It is possible to discriminate perfect hybrids from those hybrids containing a single internal mismatch using oligonucleotides 11 to 20 nucleotides in length ›Wallace et al., Nucl. Acids Res. 6: 3543 (1979)!. Mismatched hybrids are distinguished on the basis of the difference in the amount of hybrid formed in the hybridization step and/or the amount remaining after the washing steps ›Ikuta et al., Nucl. Acids Res. 15: 797 (1987); Thein and Wallace, in Human Genetic Diseases: A Practical Approach, ed. by J. Davies, IRL Press Ltd., Oxford, pp. 33-50 (1986)!.

The reproducible hybridization of different and diverse short oligonucleotides less than 11 nucleotides long has not been well characterized previously.

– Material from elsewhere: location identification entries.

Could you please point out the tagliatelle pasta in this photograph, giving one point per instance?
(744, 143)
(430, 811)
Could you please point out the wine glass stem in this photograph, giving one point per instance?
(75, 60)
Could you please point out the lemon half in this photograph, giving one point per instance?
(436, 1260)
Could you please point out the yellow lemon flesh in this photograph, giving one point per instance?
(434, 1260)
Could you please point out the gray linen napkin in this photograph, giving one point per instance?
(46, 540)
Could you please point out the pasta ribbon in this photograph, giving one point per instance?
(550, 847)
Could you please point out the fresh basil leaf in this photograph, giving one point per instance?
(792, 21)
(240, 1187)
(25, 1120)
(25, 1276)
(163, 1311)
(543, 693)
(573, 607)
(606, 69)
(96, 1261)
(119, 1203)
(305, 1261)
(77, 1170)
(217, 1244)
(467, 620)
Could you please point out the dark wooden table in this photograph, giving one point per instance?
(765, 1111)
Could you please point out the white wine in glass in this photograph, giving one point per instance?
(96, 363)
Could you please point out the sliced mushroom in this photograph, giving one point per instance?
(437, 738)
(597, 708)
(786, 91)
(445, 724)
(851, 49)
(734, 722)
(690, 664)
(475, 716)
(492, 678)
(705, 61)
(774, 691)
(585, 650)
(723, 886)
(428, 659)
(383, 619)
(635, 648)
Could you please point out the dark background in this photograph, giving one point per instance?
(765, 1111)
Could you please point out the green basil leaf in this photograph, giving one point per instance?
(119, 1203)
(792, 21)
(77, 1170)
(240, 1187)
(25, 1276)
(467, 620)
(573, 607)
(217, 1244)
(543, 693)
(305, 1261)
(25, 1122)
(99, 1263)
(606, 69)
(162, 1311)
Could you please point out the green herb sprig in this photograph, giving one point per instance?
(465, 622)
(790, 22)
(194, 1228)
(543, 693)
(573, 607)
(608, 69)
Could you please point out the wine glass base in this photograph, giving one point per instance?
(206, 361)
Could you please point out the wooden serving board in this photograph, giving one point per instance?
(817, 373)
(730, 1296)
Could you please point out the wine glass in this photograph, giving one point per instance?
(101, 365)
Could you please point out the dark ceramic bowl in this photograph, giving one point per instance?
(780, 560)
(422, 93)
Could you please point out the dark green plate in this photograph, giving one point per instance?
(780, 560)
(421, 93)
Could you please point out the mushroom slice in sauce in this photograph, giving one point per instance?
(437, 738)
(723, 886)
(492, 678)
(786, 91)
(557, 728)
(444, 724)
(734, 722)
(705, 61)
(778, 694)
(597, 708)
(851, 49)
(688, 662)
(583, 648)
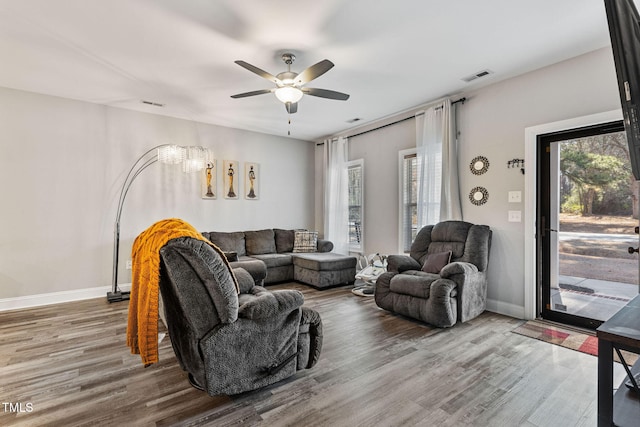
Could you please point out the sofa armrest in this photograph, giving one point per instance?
(471, 286)
(458, 267)
(400, 263)
(309, 338)
(271, 303)
(324, 245)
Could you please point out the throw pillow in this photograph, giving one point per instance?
(305, 241)
(436, 262)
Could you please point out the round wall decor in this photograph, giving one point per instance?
(479, 165)
(479, 196)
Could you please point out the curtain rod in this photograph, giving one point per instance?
(461, 100)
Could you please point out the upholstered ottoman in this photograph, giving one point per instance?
(324, 269)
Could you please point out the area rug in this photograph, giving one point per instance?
(579, 340)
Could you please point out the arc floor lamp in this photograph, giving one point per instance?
(192, 159)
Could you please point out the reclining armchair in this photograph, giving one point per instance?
(443, 280)
(230, 343)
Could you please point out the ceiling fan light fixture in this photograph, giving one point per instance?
(288, 94)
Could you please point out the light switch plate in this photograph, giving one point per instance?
(515, 216)
(515, 196)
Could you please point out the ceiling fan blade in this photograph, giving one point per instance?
(259, 72)
(292, 107)
(252, 93)
(325, 93)
(313, 72)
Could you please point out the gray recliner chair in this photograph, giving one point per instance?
(443, 280)
(230, 343)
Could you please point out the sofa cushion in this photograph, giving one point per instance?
(284, 240)
(416, 285)
(260, 242)
(274, 260)
(305, 241)
(228, 241)
(324, 261)
(436, 262)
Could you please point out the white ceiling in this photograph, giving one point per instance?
(389, 55)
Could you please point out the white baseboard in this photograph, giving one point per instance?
(57, 297)
(505, 308)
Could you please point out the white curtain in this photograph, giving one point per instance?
(438, 194)
(336, 201)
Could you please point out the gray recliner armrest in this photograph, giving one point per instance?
(454, 268)
(271, 303)
(471, 286)
(400, 263)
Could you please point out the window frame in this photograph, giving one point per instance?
(357, 247)
(403, 233)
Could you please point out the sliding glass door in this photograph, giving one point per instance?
(586, 222)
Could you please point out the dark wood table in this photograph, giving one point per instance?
(621, 332)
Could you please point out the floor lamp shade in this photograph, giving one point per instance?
(192, 159)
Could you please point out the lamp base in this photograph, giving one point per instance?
(118, 296)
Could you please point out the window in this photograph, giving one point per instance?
(355, 170)
(408, 198)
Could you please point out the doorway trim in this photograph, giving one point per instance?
(530, 191)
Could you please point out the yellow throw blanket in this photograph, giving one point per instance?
(142, 326)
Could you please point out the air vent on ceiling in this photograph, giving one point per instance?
(155, 104)
(477, 75)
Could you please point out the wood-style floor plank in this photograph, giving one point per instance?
(70, 364)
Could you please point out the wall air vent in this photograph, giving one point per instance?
(155, 104)
(477, 75)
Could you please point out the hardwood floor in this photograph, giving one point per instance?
(68, 365)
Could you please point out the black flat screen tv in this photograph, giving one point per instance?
(624, 30)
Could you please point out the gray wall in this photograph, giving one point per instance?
(491, 123)
(61, 165)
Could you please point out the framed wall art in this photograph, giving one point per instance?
(209, 187)
(251, 181)
(231, 178)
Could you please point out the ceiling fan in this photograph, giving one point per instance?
(290, 85)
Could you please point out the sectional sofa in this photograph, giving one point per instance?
(273, 255)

Detailed hybridization data that allows a constant set of conditions for all predictable oligonucleotides is not available ›Besmer et al., J. Mol. Biol. 72: 503 (1972); Smith, in Methods of DNA and RNA Sequencing, ed. S. Weissman, Praeger Publishers, New York, N.Y., pp. 23-68 (1983); Estivill et al., Nucl. Acids Res. 15: 1415 (1987).

Information is also not available on the effects of a single noncomplementary base pair located at the 5' or 3' end of a hybridizing oligonucleotide that produces a mismatched hybrid when associated with a target nucleic acid. Hybridization conditions that discriminate between (1) a perfectly complementary hybridizing pair of nucleic acid sequences where one partner of the pair is a short oligonucleotide, and (2) a pair wherein a mismatch of one nucleotide occurs on the 5' or 3' end of the oligonucleotide, provide a more stringent environment than is required for internal mismatches because hybrid stability is affected less by a mismatch at the end of a hybridizing pair of complementary nucleic acids than for an internal mismatch.

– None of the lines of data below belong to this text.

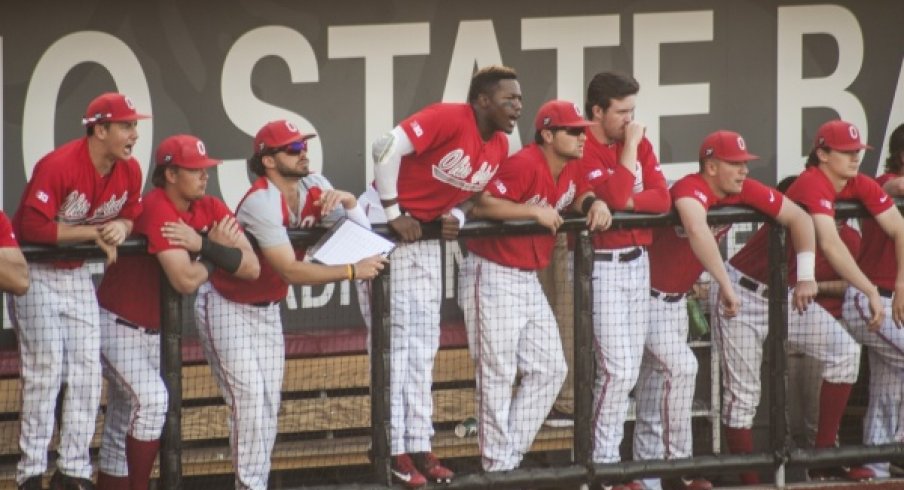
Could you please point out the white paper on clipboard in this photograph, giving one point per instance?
(348, 242)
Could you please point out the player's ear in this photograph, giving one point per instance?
(170, 174)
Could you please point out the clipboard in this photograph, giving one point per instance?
(348, 242)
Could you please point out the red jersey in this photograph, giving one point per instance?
(66, 188)
(7, 235)
(525, 178)
(877, 256)
(117, 291)
(825, 272)
(673, 266)
(613, 183)
(450, 160)
(816, 194)
(264, 213)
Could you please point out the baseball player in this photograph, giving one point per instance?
(624, 172)
(86, 190)
(831, 174)
(426, 169)
(511, 327)
(13, 269)
(175, 211)
(805, 372)
(880, 259)
(239, 321)
(678, 256)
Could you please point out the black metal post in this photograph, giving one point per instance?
(776, 340)
(379, 376)
(171, 372)
(583, 349)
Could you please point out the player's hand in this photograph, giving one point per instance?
(634, 132)
(599, 217)
(897, 306)
(449, 227)
(113, 232)
(729, 303)
(548, 218)
(330, 199)
(804, 294)
(226, 232)
(109, 249)
(408, 228)
(877, 311)
(370, 267)
(179, 234)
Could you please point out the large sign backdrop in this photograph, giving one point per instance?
(772, 70)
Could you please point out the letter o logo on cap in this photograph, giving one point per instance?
(852, 130)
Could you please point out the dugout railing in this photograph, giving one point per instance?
(781, 452)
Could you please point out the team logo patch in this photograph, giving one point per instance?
(418, 131)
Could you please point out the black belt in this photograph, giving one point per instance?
(668, 298)
(752, 285)
(126, 323)
(622, 257)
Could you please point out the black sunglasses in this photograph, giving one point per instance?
(576, 131)
(293, 148)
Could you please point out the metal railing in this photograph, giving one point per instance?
(781, 453)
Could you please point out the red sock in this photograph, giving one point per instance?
(106, 481)
(140, 456)
(740, 441)
(832, 400)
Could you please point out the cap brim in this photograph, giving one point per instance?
(303, 137)
(579, 124)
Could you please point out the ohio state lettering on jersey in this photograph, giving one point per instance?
(877, 257)
(66, 188)
(615, 184)
(525, 178)
(7, 235)
(116, 291)
(450, 160)
(673, 266)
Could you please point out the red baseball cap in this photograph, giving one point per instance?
(183, 150)
(560, 114)
(276, 134)
(111, 107)
(840, 136)
(727, 146)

The length of nucleotides that can distinguish a unique sequence in a nucleic acid of defined size has been predicted ›Smith in Methods of DNA and RNA Sequencing, ed. S. Weissman, Praeger Publishers, New York, N.Y., pp. 23-68 (1983)!. Thus random oligonucleotide sequences 16-17 long are expected to occur only once in random DNA of 3.times.10.sup.9 bp, the size of the human genome. However, with decreasing probe length, e.g. for oligonucleotides 5 to 10 nucleotides in length, there is an exponential increase in the frequency of occurrence within a random DNA of a given size and complexity. Thus, the purposes for which oligonucleotide probes are employed can impact on the length of the oligonucleotides that are used experimentally.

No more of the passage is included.